In recent times, politicians have found their reputations contaminated by one of humanity’s fundamental needs: food. Is it a modern trend of political mudslinging where food has become the stickiest mud, or is this a more long running difficulty?
The most recent politician who has found his reputation reaching its sell by date has been the Deputy Prime Minister and Justice Secretary Dominic Raab. The food? Tomatoes. Accused of throwing three Pret A Manger tomatoes in a ‘fit of rage’ back in June, he began a tirade, opened his Pret salad and threw three tomatoes into a bag across the table making a loud noise.’ This was amongst the allegations which led to him revealing that he has ‘asked the prime minister to set up an independent investigation, and of course I will comply with it fully’, painting a dim picture of the new age of accountability and ‘restoring trust’ that the Prime Minister wished to bring in. But Dominic Raab’s tomatoes are not the first salad-related quirk of the post-Boris Conservative party. Liz Truss got brought down by a lettuce. Whilst the crisis of her government was not related to the Daily Star’s live streamed lettuce, the fact it beat her to an expiry date will no doubt be a punchline epitomising the chaos of her premiership, and makes me wonder, what salad item will tarnish a Tory next?
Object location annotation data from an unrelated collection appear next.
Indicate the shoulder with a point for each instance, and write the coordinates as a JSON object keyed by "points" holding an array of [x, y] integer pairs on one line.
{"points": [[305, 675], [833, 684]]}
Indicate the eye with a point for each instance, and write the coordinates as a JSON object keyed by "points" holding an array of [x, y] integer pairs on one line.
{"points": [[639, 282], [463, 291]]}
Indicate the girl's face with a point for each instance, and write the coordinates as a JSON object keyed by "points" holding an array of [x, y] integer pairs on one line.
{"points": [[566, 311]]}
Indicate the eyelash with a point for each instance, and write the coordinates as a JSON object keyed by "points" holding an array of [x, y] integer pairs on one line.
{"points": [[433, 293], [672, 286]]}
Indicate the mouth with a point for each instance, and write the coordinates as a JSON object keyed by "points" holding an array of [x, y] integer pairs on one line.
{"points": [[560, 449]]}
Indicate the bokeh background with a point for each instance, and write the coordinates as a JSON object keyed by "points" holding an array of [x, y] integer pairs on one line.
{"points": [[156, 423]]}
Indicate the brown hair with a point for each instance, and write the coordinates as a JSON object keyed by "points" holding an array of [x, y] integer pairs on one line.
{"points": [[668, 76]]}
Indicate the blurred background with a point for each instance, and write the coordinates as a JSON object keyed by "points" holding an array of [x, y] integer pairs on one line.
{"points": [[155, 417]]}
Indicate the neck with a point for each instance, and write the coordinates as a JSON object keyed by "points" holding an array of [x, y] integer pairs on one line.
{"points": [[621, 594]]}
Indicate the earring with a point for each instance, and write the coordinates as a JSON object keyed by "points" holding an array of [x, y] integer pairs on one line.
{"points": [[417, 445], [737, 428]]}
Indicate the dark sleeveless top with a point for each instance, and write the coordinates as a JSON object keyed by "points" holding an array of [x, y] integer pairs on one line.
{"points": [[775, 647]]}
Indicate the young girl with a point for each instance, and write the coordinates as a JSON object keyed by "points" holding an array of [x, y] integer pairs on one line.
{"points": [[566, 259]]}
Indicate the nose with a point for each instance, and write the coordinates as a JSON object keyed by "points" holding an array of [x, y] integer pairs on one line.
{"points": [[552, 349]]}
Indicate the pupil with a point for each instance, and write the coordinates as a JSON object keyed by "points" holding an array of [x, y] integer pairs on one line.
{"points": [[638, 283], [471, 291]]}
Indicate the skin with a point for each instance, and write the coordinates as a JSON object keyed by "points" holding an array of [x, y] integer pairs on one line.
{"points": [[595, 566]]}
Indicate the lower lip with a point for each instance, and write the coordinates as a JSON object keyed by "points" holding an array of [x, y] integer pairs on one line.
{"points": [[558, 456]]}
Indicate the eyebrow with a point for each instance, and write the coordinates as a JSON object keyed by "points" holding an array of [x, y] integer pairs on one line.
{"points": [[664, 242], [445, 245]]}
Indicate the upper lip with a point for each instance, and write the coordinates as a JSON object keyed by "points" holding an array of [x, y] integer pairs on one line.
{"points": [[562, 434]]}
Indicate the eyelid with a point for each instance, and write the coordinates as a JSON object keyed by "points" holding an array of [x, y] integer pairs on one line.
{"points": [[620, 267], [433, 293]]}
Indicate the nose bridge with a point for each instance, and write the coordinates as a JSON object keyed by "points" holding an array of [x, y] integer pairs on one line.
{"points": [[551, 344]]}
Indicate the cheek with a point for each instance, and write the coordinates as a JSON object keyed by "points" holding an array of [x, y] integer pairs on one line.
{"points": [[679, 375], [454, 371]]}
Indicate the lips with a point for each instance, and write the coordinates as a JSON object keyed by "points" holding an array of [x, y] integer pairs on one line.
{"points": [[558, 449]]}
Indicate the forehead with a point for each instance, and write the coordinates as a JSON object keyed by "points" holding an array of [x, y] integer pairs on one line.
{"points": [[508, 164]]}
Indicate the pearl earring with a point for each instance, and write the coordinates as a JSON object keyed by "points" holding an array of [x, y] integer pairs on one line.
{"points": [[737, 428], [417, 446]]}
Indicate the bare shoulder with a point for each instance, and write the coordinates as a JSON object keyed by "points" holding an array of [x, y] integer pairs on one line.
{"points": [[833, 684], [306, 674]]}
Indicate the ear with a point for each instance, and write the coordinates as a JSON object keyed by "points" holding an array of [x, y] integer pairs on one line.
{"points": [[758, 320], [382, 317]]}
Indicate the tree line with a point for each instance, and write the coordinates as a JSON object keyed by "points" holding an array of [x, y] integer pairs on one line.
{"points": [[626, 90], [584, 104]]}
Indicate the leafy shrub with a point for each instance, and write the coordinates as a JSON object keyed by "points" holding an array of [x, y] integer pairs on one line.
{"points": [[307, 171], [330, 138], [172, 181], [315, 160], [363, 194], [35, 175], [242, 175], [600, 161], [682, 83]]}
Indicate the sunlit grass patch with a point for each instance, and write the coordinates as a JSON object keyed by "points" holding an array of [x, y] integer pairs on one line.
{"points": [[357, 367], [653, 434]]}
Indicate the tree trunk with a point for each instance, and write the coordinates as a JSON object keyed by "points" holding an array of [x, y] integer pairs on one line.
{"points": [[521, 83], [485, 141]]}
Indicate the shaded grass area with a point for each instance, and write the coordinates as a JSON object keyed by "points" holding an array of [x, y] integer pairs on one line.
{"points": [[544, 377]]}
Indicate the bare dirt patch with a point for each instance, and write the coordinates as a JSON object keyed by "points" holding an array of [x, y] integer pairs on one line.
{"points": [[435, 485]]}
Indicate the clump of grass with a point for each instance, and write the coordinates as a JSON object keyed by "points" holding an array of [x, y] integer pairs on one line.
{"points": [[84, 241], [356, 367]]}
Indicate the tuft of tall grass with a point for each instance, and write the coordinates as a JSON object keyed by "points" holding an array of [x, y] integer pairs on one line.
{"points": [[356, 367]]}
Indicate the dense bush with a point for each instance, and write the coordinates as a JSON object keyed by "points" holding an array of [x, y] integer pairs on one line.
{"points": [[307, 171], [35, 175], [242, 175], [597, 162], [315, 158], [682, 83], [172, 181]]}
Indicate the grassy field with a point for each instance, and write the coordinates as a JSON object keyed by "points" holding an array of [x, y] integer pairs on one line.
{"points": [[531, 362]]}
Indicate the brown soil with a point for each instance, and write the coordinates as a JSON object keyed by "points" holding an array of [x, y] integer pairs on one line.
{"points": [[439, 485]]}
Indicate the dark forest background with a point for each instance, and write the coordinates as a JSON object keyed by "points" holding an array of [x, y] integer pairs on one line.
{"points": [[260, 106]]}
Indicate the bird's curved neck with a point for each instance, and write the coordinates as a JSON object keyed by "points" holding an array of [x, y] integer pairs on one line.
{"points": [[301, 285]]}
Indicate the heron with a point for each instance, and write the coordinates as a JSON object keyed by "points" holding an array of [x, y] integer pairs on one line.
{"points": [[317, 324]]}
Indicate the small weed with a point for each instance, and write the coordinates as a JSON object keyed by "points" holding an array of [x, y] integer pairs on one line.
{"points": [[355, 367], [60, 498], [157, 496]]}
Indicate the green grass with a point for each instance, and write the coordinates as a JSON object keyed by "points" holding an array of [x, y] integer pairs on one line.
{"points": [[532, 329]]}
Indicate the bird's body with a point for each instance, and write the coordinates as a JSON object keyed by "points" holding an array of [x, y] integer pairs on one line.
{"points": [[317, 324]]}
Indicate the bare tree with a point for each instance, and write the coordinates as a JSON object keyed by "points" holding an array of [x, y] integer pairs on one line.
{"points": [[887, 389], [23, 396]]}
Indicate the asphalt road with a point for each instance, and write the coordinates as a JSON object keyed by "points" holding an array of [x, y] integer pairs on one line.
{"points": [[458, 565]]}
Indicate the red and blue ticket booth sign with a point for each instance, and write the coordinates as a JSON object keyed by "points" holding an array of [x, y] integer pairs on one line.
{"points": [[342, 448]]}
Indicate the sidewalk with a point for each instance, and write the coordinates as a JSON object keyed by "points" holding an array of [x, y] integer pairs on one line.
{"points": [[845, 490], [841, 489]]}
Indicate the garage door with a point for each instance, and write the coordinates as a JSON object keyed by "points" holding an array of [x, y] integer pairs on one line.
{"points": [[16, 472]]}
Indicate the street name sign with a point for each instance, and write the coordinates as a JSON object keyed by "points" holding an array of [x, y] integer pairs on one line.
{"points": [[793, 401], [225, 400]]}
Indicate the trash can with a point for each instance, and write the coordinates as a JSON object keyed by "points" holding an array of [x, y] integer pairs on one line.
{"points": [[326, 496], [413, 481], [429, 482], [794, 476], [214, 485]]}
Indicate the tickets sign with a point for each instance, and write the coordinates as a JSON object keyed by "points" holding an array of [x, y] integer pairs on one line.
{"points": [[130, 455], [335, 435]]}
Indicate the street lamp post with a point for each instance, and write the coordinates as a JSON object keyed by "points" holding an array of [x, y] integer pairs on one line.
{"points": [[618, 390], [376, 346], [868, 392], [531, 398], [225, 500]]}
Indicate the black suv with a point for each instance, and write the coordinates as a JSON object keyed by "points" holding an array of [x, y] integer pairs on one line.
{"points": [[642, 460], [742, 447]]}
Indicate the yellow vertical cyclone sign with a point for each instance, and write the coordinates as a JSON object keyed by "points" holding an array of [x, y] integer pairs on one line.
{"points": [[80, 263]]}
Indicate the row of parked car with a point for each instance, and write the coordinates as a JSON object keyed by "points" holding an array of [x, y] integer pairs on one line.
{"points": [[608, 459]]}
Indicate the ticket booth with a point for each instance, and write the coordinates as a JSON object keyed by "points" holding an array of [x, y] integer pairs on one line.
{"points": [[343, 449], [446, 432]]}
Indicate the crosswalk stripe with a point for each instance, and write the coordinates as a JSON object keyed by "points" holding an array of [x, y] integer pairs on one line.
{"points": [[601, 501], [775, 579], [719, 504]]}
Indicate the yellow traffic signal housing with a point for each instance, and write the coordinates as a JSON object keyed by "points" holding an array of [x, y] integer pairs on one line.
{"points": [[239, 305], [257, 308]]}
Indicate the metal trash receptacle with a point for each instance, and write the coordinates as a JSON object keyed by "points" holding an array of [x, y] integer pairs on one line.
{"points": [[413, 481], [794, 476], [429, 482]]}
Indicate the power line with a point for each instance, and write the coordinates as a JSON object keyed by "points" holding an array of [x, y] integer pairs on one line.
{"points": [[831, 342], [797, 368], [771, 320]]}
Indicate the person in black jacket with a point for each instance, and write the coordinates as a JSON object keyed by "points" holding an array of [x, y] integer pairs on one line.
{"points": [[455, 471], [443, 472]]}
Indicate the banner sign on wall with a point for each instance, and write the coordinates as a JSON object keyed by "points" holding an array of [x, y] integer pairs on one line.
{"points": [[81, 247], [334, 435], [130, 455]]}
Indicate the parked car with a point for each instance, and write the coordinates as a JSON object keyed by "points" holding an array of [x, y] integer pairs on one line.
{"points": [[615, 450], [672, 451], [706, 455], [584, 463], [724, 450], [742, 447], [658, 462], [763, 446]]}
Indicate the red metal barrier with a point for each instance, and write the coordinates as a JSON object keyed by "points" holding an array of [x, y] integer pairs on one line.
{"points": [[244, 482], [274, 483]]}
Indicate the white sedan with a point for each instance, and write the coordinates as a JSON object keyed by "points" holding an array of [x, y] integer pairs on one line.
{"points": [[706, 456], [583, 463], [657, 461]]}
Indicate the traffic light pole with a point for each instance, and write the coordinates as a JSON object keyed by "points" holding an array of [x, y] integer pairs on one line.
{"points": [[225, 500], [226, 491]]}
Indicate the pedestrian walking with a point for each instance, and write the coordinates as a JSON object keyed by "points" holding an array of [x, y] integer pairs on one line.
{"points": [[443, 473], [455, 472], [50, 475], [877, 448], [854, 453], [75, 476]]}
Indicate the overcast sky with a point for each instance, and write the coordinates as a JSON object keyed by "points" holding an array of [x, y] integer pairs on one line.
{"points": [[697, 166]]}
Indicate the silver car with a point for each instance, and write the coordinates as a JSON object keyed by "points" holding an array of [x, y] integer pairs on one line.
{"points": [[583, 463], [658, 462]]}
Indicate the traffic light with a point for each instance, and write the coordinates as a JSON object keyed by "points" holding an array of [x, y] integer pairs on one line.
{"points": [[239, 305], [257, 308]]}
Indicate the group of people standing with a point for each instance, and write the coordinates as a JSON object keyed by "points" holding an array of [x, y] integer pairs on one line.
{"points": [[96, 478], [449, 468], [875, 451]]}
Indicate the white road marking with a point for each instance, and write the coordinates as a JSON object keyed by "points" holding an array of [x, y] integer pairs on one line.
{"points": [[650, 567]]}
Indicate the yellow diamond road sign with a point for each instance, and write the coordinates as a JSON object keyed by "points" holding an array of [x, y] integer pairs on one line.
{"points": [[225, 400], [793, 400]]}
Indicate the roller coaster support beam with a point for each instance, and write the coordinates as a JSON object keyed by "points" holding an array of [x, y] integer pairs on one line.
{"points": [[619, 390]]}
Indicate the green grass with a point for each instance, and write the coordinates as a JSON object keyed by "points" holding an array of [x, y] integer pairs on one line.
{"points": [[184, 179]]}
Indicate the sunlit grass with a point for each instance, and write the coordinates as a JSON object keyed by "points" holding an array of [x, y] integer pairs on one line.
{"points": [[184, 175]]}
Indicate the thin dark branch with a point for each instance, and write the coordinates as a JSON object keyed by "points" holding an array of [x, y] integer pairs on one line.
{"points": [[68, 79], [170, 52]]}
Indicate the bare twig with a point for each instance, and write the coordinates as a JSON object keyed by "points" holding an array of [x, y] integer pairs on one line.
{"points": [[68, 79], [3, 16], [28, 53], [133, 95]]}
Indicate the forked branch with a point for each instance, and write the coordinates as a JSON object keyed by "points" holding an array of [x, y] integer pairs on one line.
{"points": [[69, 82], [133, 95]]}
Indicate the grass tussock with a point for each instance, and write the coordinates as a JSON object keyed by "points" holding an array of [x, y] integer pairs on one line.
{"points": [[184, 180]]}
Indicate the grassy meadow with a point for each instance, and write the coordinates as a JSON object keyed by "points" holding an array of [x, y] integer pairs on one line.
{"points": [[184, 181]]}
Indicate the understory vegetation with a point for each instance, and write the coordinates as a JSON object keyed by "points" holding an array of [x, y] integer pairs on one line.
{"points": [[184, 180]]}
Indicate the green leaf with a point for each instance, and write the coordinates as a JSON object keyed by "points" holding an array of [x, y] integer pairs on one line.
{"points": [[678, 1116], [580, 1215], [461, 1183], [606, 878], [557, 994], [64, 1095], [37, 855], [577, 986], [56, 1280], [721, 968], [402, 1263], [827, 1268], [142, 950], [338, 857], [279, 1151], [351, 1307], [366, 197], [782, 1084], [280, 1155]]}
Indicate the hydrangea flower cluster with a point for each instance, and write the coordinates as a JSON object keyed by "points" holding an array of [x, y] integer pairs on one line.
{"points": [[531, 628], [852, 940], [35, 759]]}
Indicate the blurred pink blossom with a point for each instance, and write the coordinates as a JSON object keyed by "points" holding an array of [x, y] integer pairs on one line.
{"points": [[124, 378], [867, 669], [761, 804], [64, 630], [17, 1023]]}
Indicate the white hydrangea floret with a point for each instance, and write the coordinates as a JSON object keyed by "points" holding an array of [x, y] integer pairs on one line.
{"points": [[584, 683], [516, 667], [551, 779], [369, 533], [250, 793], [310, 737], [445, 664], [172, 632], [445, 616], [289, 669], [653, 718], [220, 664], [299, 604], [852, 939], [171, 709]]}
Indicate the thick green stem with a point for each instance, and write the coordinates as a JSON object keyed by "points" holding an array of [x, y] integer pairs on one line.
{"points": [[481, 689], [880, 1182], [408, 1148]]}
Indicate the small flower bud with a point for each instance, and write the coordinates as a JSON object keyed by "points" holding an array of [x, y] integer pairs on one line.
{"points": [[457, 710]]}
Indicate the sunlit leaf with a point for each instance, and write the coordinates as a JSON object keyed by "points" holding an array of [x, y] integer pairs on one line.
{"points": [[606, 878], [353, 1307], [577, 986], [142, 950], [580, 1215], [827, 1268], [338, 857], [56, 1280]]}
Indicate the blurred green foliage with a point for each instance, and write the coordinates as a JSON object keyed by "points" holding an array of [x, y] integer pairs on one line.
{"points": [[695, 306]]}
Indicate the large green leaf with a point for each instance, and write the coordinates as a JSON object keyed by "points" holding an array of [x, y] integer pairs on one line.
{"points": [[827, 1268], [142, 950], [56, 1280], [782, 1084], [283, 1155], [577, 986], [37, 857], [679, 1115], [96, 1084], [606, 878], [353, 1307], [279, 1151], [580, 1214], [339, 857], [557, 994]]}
2022 saw other food items bring politicians into controversy, and not just Conservatives. Keir Starmer staked his position as Labour leader over a beer and a curry back in May, with ‘beergate’ hanging over him as ‘partygate’ did over Boris Johnson, although less severely. Ultimately, Durham police did not issue Starmer with a fine over the beer and curry he had whilst campaigning in 2021, but it did hang around him like the stench of rotten fruit, if you’ll excuse the pun. ‘Beergate’ seemed to emerge as an attempt to paint the Labour party in the same light as the Conservatives found themselves in after ‘partygate’ broke as a story, where the fine issued to Johnson also involved food. The former PM was ‘ambushed by cake’ at an apparently impromptu birthday party held in the height of the Covid-19 lockdown of 2020. The cake did not prove as fatal to his premiership as the lettuce did to Liz, but it was one of many blows which led to his resignation in the summer of 2022, feels longer ago now, doesn’t it?
This recent cadre of politicians aren’t the first this century to be negatively impacted by food; who can forget the porcine exploits of former leaders? David Cameron’s relations with a pig are still infamous, with ‘David Cameron pig’ the first search google suggests seven years on from ‘piggate’ where he was alleged to have placed certain parts of his anatomy into a dead pig’s mouth back in his uni days. Pork products were also an Achilles heel for his Labour rival, Ed Miliband. The picture of him eating a bacon sandwich became an internet meme back in 2014, and even though he is still a member of the shadow cabinet, he is still associated with the weird way he ate it.
This decade, pairs of politicians at the top of government have had their reputations sullied by a certain food. From, pork to food in lockdown to salad, will salad claim another victim? Or now that salad has struck two, will another sort of food spell out another political injury? Only time will tell.